# Mangrove jacks mixed berry cider



## gdupagne (14/5/16)

Just put this on for the wife today
Mangrove jacks cider pouch
1 kg dextrose
Followed instructions on pack will ferment @ 18 degrees
Hopefully it turns out nice


----------



## Seaquebrew (14/5/16)

Unless you like it sickeningly sweet, I would only add half of the sweetening satchet provided with the kit

Otherwise these kits are excellent 

Cheers


----------



## gdupagne (14/5/16)

Yep on instructions from the wife only added half


----------



## gdupagne (24/5/16)

Gravity reading day 7 1010. This is supposed to finish at 1000. Will check again in a few days. Bumped temp up to 20 degrees


----------



## wynnum1 (25/5/16)

Mangrove jacks yeast is good have a look at reusing .


----------



## gdupagne (25/5/16)

Ok so did another gravity reading today 1000
OG Was 1070
This makes 9.19% ABV supposed to be 6.5%
Sample had a beery type smell. Hopefully after adding the flavour sachet the smell will improve. Will keg on Sunday then wait for fridge space


----------



## wynnum1 (26/5/16)

gdupagne said:


> Ok so did another gravity reading today 1000
> OG Was 1070
> This makes 9.19% ABV supposed to be 6.5%
> Sample had a beery type smell. Hopefully after adding the flavour sachet the smell will improve. Will keg on Sunday then wait for fridge space


How well did it get mixed when OG Was 1070 if only added 1 kg dextrose does not seem possible.


----------



## Batz (26/5/16)

I made the Strawberry one for my wife, she likes it. Not my thing by a long shot, but Happy Wife..........


----------



## TheWiggman (26/5/16)

I don't think actual OG would have been 1.070, pretty good chance like wynnum1 said that it wasn't completely mixed and you took a strong sample. If you followed the directions (i.e. 1kg of dextrose to 23l) and finished at the target gravity you'll have yourself a 5.6% beverage.
I did the stawberry and pear once and my wife wasn't a fan, preferred the standard apple cider.


----------



## gdupagne (26/5/16)

Yeah I thought as much. I'll keg on the weekend and see how it tastes in a couple of weeks. Thanks for the advice guys


----------



## rass (11/6/16)

I put one together a couple of months ago. I didn't follow the instructions and added the sweetener at the beginning  It turned out ok. Started off a bit astringent, but then came good after a week or so in the bottle.


----------



## gdupagne (14/6/16)

This has been keg conditioning 2 weeks so I thought it was time to put in the fridge. Poured dark almost looked like red wine? Flavour is not what I expected. Quite tart. I used half pack of sweetener maybe I should have used it all? Going to leave a couple more weeks then try again. If not down the sink it goes. Definitely not something I could have multiple of at this stage


----------



## fletcher (14/6/16)

gdupagne said:


> This has been keg conditioning 2 weeks so I thought it was time to put in the fridge. Poured dark almost looked like red wine? Flavour is not what I expected. Quite tart. I used half pack of sweetener maybe I should have used it all? Going to leave a couple more weeks then try again. If not down the sink it goes. Definitely not something I could have multiple of at this stage


probably also due to it finishing so low (1.000).

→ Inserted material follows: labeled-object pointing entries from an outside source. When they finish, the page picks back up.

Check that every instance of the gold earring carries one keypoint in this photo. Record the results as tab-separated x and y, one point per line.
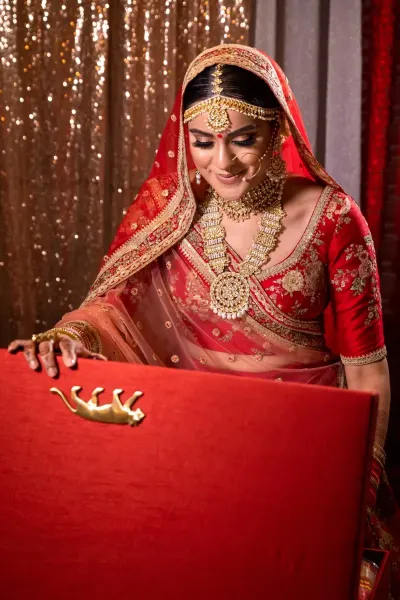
244	178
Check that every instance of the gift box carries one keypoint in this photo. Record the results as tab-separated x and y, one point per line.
223	487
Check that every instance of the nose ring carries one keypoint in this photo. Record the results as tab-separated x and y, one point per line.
241	158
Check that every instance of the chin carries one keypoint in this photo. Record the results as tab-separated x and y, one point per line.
231	191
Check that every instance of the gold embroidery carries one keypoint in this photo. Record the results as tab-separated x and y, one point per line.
306	238
356	279
281	330
256	62
293	281
173	221
366	359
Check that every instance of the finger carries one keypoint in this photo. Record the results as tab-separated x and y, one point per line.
16	345
82	351
48	359
30	355
68	352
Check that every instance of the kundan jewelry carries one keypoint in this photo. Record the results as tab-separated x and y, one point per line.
230	291
218	105
258	199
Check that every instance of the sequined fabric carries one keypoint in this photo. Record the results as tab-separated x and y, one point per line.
85	88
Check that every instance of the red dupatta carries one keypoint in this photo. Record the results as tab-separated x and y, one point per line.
164	208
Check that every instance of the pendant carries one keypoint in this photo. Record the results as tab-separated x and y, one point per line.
229	294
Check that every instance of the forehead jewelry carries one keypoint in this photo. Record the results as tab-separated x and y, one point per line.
218	105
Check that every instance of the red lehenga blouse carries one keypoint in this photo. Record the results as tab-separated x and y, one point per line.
316	310
310	314
161	314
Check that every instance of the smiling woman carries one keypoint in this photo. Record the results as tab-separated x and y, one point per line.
232	270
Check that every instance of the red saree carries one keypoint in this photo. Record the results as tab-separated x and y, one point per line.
316	310
150	301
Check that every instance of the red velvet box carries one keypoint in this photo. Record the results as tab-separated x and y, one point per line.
231	488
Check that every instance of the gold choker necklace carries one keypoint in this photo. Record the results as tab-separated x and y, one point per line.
258	199
230	291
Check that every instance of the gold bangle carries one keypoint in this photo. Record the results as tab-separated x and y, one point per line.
86	333
52	335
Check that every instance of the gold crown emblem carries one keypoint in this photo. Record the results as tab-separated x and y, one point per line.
115	413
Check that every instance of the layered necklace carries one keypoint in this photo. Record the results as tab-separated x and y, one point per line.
230	291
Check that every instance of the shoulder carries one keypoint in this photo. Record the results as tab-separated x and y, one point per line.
345	215
301	193
300	197
301	188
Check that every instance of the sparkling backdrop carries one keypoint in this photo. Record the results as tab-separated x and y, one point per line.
85	89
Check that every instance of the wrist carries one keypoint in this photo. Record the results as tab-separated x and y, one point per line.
83	331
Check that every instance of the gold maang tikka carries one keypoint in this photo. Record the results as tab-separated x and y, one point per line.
218	105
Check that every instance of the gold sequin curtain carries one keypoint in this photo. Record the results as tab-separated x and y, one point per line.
85	89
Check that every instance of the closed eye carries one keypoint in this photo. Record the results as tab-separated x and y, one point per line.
248	141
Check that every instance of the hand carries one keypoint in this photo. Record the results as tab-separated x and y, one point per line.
69	348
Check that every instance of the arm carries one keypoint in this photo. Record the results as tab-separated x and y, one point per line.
357	310
373	377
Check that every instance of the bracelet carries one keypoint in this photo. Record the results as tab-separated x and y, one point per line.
51	335
85	333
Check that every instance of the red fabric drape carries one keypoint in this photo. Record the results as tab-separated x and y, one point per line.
379	28
381	182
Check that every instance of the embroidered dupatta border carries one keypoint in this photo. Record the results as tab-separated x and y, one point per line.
173	222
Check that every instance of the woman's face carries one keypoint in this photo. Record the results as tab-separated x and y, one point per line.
229	161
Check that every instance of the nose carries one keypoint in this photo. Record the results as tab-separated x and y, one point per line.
223	155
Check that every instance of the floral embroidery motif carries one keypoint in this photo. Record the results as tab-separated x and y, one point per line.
357	278
293	281
338	210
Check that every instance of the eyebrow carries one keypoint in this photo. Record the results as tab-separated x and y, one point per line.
232	134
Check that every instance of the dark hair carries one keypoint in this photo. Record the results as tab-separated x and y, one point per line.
236	83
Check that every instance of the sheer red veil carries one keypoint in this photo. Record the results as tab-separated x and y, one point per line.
164	208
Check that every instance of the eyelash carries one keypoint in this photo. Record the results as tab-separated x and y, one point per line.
249	142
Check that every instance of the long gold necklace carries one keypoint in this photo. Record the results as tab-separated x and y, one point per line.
230	291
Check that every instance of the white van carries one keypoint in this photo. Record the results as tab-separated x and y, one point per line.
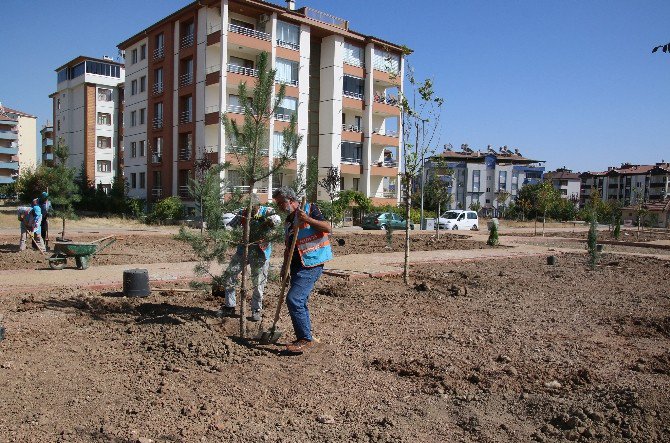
459	220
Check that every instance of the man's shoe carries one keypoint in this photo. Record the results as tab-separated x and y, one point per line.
226	311
299	346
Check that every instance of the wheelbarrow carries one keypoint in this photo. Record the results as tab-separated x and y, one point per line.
82	252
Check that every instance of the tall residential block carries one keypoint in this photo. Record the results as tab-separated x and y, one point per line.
87	116
18	143
184	71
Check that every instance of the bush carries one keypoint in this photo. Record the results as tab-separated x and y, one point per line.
168	209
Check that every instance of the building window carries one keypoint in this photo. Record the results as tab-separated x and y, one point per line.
104	118
104	166
287	72
475	181
104	95
104	142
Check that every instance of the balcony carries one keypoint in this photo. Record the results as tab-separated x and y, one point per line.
235	69
185	79
186	41
249	32
185	154
185	117
159	53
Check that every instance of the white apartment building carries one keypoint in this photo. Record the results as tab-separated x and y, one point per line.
340	84
18	143
87	110
479	177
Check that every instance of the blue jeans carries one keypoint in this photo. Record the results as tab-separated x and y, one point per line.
302	282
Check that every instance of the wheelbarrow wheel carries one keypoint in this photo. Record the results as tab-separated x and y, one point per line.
82	262
57	263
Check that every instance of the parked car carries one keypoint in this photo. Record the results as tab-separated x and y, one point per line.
384	220
459	220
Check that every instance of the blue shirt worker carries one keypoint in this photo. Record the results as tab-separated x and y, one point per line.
258	258
312	250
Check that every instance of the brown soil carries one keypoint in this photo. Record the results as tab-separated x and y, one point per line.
140	248
525	352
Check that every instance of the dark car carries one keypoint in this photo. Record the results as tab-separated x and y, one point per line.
384	220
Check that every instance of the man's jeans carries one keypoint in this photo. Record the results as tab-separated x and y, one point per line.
302	282
259	277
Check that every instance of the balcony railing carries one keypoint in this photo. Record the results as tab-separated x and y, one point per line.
185	154
186	79
351	94
159	53
185	117
249	32
242	70
187	41
352	128
289	45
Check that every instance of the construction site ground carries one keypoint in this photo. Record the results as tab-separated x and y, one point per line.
484	344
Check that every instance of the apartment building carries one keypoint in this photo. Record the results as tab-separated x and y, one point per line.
566	182
18	143
87	116
47	135
478	177
628	183
184	71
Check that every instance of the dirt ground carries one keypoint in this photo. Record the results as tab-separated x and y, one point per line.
162	248
490	351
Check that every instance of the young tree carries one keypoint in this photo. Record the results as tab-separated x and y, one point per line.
331	183
252	138
420	109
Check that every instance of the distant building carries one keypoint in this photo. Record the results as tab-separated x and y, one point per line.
628	183
87	115
568	183
480	177
18	143
47	144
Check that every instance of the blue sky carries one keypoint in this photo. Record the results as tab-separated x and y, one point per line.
570	82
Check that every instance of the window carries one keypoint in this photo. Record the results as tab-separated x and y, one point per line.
104	142
288	35
287	72
104	95
104	118
104	166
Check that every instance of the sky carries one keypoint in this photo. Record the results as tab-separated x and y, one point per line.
570	82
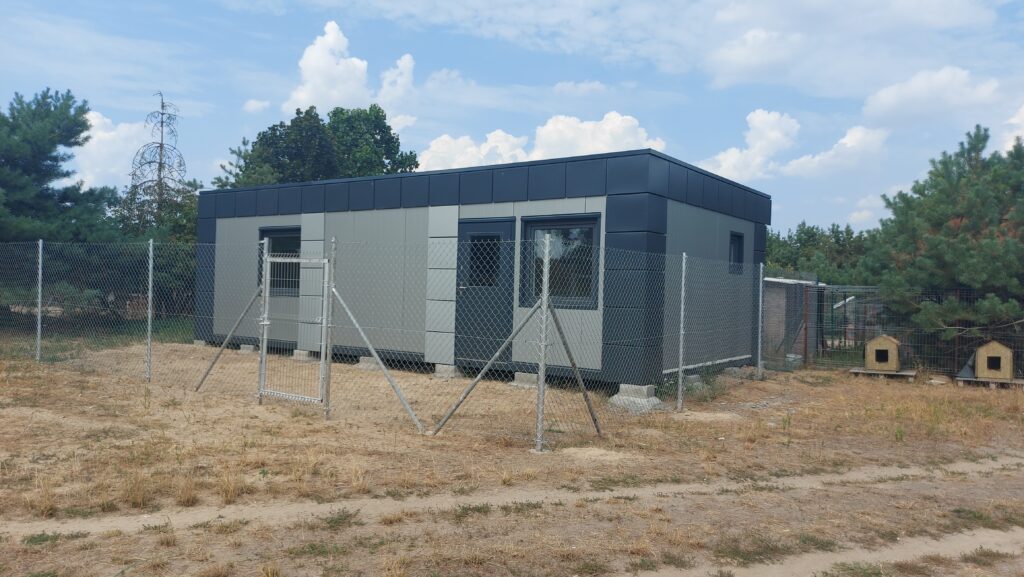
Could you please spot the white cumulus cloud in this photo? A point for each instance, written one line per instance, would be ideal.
(854, 146)
(1016, 128)
(560, 135)
(330, 76)
(768, 133)
(930, 92)
(105, 159)
(253, 106)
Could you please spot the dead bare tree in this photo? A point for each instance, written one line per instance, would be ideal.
(159, 189)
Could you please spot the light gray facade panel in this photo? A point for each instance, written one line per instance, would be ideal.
(443, 221)
(439, 347)
(237, 278)
(312, 225)
(440, 316)
(441, 284)
(380, 276)
(442, 253)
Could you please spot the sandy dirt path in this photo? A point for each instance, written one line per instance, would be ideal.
(806, 565)
(276, 512)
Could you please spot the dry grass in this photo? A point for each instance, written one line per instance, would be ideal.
(67, 459)
(185, 494)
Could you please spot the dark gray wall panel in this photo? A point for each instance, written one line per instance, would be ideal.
(475, 188)
(694, 188)
(628, 174)
(630, 288)
(312, 198)
(547, 181)
(760, 237)
(290, 201)
(677, 182)
(336, 197)
(266, 202)
(510, 183)
(636, 212)
(657, 176)
(586, 178)
(245, 203)
(360, 195)
(415, 191)
(224, 205)
(444, 190)
(387, 194)
(208, 205)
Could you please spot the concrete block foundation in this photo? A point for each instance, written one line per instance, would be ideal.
(368, 364)
(637, 399)
(446, 371)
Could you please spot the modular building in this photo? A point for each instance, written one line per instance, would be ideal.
(438, 266)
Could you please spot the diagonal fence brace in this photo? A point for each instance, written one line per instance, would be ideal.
(380, 363)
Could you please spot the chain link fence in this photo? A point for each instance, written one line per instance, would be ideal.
(531, 340)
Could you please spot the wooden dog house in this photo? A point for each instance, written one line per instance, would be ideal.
(882, 354)
(993, 361)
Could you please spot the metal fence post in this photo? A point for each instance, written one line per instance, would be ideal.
(680, 385)
(761, 319)
(39, 302)
(543, 364)
(264, 320)
(148, 323)
(326, 349)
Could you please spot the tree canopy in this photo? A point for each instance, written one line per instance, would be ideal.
(958, 230)
(37, 199)
(349, 142)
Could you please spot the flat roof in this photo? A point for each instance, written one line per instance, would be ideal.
(633, 171)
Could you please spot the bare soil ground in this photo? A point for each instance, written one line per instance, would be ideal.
(802, 474)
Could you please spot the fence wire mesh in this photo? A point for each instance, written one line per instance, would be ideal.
(436, 314)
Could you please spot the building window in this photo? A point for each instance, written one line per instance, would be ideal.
(736, 253)
(284, 276)
(484, 260)
(573, 281)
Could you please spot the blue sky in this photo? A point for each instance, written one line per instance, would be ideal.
(825, 106)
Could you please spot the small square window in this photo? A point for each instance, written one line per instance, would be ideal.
(736, 253)
(572, 274)
(993, 363)
(284, 276)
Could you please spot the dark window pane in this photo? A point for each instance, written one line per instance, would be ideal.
(284, 276)
(735, 253)
(571, 272)
(484, 260)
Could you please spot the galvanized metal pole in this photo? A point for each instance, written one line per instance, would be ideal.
(148, 323)
(483, 371)
(264, 320)
(761, 316)
(542, 370)
(681, 385)
(380, 363)
(39, 302)
(326, 351)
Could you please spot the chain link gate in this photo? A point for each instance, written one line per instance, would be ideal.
(295, 333)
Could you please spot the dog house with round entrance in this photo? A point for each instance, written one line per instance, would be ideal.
(994, 361)
(882, 354)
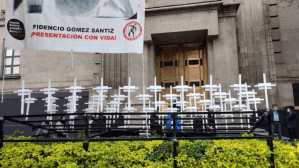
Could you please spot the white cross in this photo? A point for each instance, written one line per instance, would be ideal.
(49, 91)
(109, 110)
(129, 89)
(50, 100)
(74, 90)
(126, 110)
(220, 95)
(194, 96)
(161, 104)
(73, 100)
(144, 97)
(230, 101)
(211, 88)
(204, 102)
(239, 87)
(29, 100)
(23, 92)
(265, 86)
(156, 88)
(171, 97)
(214, 106)
(101, 97)
(119, 98)
(246, 94)
(182, 88)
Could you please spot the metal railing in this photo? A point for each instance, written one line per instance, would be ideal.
(113, 126)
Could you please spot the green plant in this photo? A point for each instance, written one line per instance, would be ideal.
(150, 154)
(162, 152)
(194, 149)
(155, 134)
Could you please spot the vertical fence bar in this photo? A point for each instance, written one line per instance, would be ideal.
(86, 142)
(175, 141)
(1, 131)
(270, 140)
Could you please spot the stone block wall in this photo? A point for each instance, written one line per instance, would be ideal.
(162, 3)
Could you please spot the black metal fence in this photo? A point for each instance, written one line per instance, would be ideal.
(139, 126)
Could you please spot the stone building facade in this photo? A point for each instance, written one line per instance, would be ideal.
(248, 37)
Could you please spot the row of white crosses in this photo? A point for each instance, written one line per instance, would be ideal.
(28, 100)
(72, 104)
(50, 101)
(97, 103)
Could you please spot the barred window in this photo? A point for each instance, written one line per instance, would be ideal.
(11, 63)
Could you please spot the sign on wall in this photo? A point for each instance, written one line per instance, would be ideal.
(101, 26)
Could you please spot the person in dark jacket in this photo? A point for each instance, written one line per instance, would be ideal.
(275, 120)
(154, 124)
(292, 123)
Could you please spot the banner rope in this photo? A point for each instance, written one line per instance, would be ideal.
(3, 77)
(146, 125)
(72, 59)
(2, 88)
(1, 6)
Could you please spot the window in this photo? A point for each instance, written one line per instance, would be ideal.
(11, 63)
(167, 85)
(296, 93)
(193, 62)
(194, 83)
(168, 63)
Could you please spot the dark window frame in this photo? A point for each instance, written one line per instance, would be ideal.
(4, 66)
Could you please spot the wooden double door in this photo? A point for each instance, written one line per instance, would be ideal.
(188, 60)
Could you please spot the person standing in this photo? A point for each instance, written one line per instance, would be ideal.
(60, 126)
(292, 123)
(275, 120)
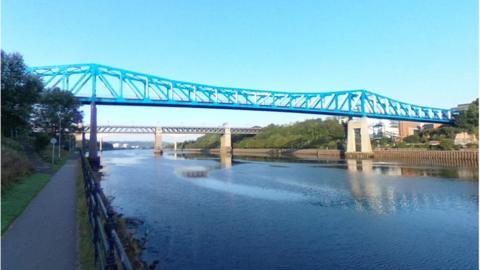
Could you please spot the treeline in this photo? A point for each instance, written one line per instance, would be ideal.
(31, 116)
(315, 133)
(465, 121)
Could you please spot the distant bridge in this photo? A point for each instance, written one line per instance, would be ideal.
(171, 130)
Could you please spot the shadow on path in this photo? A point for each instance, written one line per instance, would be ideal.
(44, 235)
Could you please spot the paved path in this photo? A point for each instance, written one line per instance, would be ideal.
(44, 235)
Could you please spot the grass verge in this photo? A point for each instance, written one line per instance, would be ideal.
(19, 196)
(86, 255)
(46, 155)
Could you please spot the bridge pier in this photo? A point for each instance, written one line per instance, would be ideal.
(358, 139)
(93, 151)
(158, 141)
(226, 141)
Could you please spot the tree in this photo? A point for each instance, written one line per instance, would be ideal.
(56, 109)
(468, 120)
(20, 90)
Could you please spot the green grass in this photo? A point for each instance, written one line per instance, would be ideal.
(86, 253)
(18, 196)
(46, 156)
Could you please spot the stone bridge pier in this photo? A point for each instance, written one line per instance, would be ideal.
(157, 149)
(358, 139)
(226, 140)
(93, 150)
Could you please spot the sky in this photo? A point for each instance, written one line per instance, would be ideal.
(422, 52)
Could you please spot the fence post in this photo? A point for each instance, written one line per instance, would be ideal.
(111, 265)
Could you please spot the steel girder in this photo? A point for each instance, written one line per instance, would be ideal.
(113, 86)
(170, 130)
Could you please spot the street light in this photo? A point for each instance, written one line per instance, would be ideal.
(59, 134)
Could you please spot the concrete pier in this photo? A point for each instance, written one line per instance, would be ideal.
(226, 140)
(93, 151)
(358, 139)
(158, 141)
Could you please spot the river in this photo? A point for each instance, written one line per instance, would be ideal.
(248, 213)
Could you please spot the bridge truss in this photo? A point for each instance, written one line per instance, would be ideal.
(113, 86)
(171, 130)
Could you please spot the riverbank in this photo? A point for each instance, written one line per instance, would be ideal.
(447, 158)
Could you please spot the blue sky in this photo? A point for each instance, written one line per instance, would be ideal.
(422, 52)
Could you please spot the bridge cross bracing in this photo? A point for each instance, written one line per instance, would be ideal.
(171, 130)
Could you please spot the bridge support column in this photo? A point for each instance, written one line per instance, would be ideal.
(358, 139)
(92, 151)
(226, 141)
(158, 141)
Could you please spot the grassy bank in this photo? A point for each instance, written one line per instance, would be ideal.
(18, 192)
(86, 255)
(15, 164)
(19, 195)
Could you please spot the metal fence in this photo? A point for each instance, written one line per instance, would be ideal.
(109, 251)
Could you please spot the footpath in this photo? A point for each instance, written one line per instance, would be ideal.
(44, 235)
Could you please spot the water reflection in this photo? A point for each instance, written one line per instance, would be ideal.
(257, 214)
(226, 160)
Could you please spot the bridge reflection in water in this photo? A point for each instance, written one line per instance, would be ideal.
(371, 191)
(372, 195)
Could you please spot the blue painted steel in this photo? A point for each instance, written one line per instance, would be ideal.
(113, 86)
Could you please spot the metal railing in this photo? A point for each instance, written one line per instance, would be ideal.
(109, 251)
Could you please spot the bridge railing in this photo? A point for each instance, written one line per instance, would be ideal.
(109, 251)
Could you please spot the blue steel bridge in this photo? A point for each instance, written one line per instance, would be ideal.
(104, 85)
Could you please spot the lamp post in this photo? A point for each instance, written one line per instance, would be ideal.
(83, 137)
(59, 134)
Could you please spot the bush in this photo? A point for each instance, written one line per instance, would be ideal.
(41, 141)
(446, 144)
(412, 139)
(14, 163)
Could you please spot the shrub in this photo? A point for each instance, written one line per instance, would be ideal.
(14, 164)
(446, 144)
(41, 141)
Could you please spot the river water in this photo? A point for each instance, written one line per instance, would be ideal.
(251, 213)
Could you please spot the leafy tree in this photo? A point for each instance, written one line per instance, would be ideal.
(20, 90)
(468, 120)
(56, 109)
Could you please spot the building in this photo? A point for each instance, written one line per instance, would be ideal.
(406, 128)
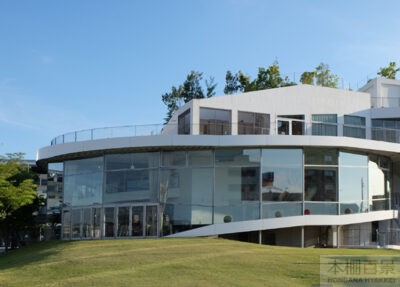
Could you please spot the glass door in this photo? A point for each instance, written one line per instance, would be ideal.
(151, 220)
(137, 221)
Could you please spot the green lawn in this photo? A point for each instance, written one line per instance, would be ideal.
(165, 262)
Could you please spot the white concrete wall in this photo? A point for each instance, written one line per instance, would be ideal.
(384, 92)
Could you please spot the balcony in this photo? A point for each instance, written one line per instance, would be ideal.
(280, 127)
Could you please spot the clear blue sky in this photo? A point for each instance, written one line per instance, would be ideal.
(72, 65)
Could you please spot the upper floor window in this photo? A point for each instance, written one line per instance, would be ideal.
(253, 123)
(290, 124)
(324, 125)
(386, 130)
(215, 122)
(184, 123)
(354, 126)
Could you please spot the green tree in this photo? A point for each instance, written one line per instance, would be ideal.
(308, 78)
(232, 83)
(321, 76)
(267, 78)
(17, 195)
(189, 90)
(389, 72)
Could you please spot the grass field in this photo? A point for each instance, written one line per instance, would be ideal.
(165, 262)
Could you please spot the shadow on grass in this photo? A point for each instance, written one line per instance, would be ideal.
(30, 254)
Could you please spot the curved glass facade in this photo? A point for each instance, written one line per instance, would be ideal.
(160, 193)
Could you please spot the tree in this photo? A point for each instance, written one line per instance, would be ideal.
(189, 90)
(307, 78)
(321, 76)
(266, 79)
(232, 83)
(389, 72)
(17, 193)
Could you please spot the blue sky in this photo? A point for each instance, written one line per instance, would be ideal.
(73, 65)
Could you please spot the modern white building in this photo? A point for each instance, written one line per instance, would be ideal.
(299, 166)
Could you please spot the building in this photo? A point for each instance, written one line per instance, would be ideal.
(298, 166)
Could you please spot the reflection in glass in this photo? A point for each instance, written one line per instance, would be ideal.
(324, 125)
(184, 123)
(282, 175)
(354, 207)
(237, 157)
(320, 184)
(281, 209)
(131, 185)
(253, 123)
(200, 158)
(132, 161)
(76, 223)
(123, 221)
(66, 226)
(321, 156)
(83, 181)
(137, 221)
(215, 122)
(87, 228)
(174, 158)
(231, 196)
(353, 184)
(185, 199)
(320, 208)
(109, 222)
(354, 126)
(96, 217)
(151, 220)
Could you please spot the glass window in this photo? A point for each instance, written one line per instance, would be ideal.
(185, 198)
(320, 184)
(184, 123)
(354, 126)
(234, 157)
(200, 158)
(83, 182)
(174, 158)
(353, 159)
(379, 184)
(131, 185)
(321, 156)
(236, 195)
(88, 165)
(215, 121)
(353, 182)
(132, 161)
(324, 125)
(282, 174)
(291, 124)
(253, 123)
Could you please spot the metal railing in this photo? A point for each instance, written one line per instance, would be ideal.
(281, 127)
(108, 132)
(385, 102)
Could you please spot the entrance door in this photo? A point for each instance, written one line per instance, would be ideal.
(137, 221)
(144, 219)
(151, 220)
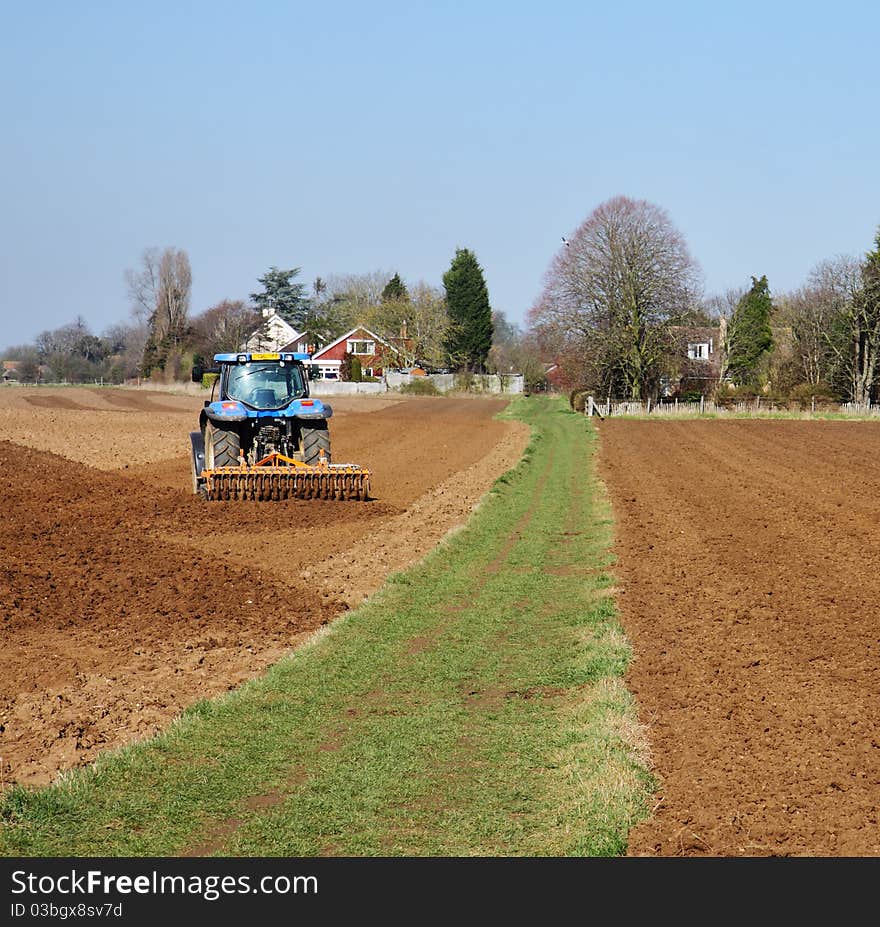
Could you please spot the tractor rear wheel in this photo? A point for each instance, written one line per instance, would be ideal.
(222, 447)
(316, 441)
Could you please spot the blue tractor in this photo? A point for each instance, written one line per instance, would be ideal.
(262, 437)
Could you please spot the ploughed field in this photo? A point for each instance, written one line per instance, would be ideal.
(124, 598)
(749, 585)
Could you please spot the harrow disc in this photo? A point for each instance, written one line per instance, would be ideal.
(275, 483)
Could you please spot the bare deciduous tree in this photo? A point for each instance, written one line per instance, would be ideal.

cider usually gets better with age. leave it for as long as you can handle.


----------



## wynnum1 (15/6/16)

I think these all have some Artificial flavour and will probably not improve with age adding sugar could help or mix with some pear or apple juice or even fresh fruit or even tinned fruit.


----------



## gdupagne (10/7/16)

Decided to cut my losses and tip I
This one out. Next time I will try the home brand juice method for a cider


----------



## Brewmeister (8/5/20)

Fist post....have to start somewhere.
I just tried this one....
OG 1047
FG 1002
As per directions with full sweetener sachet.
After 1 week in bottle tried it.
Not sickeningly sweet like Somersby but a lot on the weak side, like over diluted Ribeena.
Not much fizz so will leave it for a few weeks. My beers have come out much nicer than this so not that impressed.


----------